Why would we voluntarily expand a program that has proven to have the opposite effect of what we all hope to achieve?
The Poverty & Race Research Action Council, like other members of the National Coalition on School Diversity, is not opposed to expanding the range of opportunities available to students and their families. In fact, our research advocacy efforts are centered around the thoughtful, responsible expansion of public school choice approaches that bring children together in racial and economically integrated schools.
The Department of Education's Magnet School Assistance Program, for instance, builds on decades of research which shows the magnet school approach conveys significant benefits to all students. And the persistent effort to integrate schools in Louisville, Kentucky, provides a real-world example of how school choice programs centered around integration can have positive impacts on student outcomes.
If enacted, a pseudo-voucher program such as FOCUS would all but guarantee a less equitable school funding framework, paving the way for the continued de-funding of low-performing schools and intensifying racial and economic segregation in those schools. In an echo of the segregation academies of the 1950s, '60s and '70s, research from the Century Foundation suggests that private school vouchers are a threat to integrated schools, in some cases opening the door for white and middle-class flight.
If we are really serious about wanting to improve academic achievement for all students, we need to support and fund programs and policies proven to work.

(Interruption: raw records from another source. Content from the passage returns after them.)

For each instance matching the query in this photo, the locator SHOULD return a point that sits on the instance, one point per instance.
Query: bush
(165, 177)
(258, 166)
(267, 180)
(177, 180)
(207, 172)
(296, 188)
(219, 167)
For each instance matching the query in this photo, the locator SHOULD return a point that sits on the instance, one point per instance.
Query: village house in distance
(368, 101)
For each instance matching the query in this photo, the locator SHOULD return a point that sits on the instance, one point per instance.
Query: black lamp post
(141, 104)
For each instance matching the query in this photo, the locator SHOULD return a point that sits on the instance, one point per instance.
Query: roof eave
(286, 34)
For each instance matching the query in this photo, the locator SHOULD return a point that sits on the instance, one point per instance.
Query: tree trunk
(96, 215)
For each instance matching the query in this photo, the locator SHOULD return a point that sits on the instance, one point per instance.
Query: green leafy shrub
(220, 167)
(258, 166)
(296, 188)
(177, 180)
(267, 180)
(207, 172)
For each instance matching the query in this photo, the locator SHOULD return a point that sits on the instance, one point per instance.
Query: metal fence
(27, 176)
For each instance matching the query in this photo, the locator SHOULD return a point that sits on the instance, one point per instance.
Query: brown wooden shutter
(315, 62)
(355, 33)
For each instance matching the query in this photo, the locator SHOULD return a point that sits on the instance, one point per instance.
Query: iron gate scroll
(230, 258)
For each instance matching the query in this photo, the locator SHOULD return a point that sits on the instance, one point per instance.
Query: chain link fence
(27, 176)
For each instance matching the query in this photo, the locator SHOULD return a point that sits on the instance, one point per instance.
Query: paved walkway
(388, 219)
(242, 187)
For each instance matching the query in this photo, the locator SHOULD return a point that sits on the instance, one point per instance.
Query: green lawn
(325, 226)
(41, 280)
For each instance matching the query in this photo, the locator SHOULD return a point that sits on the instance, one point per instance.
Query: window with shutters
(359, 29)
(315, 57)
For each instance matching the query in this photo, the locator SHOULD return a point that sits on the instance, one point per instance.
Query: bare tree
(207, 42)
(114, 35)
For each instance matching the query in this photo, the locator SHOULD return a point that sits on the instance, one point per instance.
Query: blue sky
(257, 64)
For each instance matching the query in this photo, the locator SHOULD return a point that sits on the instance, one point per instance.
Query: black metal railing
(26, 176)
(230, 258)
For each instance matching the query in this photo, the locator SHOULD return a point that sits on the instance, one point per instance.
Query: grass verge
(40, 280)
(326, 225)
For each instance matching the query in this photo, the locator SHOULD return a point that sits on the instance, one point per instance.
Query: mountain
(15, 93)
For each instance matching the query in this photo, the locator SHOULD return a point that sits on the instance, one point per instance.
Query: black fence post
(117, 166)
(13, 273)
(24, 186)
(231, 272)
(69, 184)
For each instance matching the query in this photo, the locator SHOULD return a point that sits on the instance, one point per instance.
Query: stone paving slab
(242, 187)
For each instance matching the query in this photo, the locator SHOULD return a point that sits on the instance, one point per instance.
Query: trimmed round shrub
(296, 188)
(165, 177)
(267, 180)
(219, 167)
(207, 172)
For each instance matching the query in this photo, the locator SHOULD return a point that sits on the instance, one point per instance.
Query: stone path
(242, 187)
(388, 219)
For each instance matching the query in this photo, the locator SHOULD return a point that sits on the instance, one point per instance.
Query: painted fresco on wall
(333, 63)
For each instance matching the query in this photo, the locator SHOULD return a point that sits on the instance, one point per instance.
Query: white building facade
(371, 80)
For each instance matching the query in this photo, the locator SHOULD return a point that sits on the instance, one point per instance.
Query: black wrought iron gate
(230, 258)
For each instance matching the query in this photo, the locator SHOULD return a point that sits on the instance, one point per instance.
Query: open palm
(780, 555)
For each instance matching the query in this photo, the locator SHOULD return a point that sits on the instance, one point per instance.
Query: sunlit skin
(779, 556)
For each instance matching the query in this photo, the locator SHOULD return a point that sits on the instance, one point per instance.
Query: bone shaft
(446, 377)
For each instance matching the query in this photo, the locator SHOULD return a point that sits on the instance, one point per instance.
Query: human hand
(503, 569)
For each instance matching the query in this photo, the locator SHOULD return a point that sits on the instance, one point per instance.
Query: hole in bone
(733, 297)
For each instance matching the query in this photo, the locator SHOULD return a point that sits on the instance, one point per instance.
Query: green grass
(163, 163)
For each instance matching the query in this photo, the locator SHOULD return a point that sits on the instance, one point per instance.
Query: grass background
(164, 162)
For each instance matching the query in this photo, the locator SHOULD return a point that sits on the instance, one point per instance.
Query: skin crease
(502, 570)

The research on the benefits of integrated schools clearly shows that in addition to helping to close the achievement gap, all students in integrated schools are more likely to be prepared for a global economy, have improved civic attitudes and be willing to participate in community activities, and show enhanced critical thinking and problem-solving skills.
Yet, as we strive to prepare our students to compete in a global arena, the Trump administration is proposing to divert support for programs that have proven to benefit students' life outcomes and fund programs demonstrated to cause academic harm. And it doesn't stop there.
The U.S. Department of Education's Office of Civil Rights is in line for major cuts in funding and staff positions. At a time when the complaint levels are near historic highs, the White House budget would cripple the already understaffed office charged with protecting the civil rights of all students.
Providing all our nation's children with a high-quality education should be our top priority. We have not achieved that goal, however, and it is a struggle we cannot afford to lose. We can never stop working to make sure that all children have an opportunity to learn and pursue their American dream.
The administration's proposed budget will close the doors of opportunity to hundreds of thousands of young minds around the country. We urge Congress to reject this veiled attack on equal access to a quality public education, students' civil rights, and, ultimately, our country's long-term ability to lead the world by example.
Kimberly Hall manages communications and media relations efforts for the Poverty & Race Research Council (PRRAC). Before joining PRRAC, she worked in communications, messaging, and strategy for nonprofits and on political campaigns, most notably Barack Obama's 2012 reelection campaign. Michael Hilton is policy counsel - education at PRRAC, in which role he supports the organization's education policy work.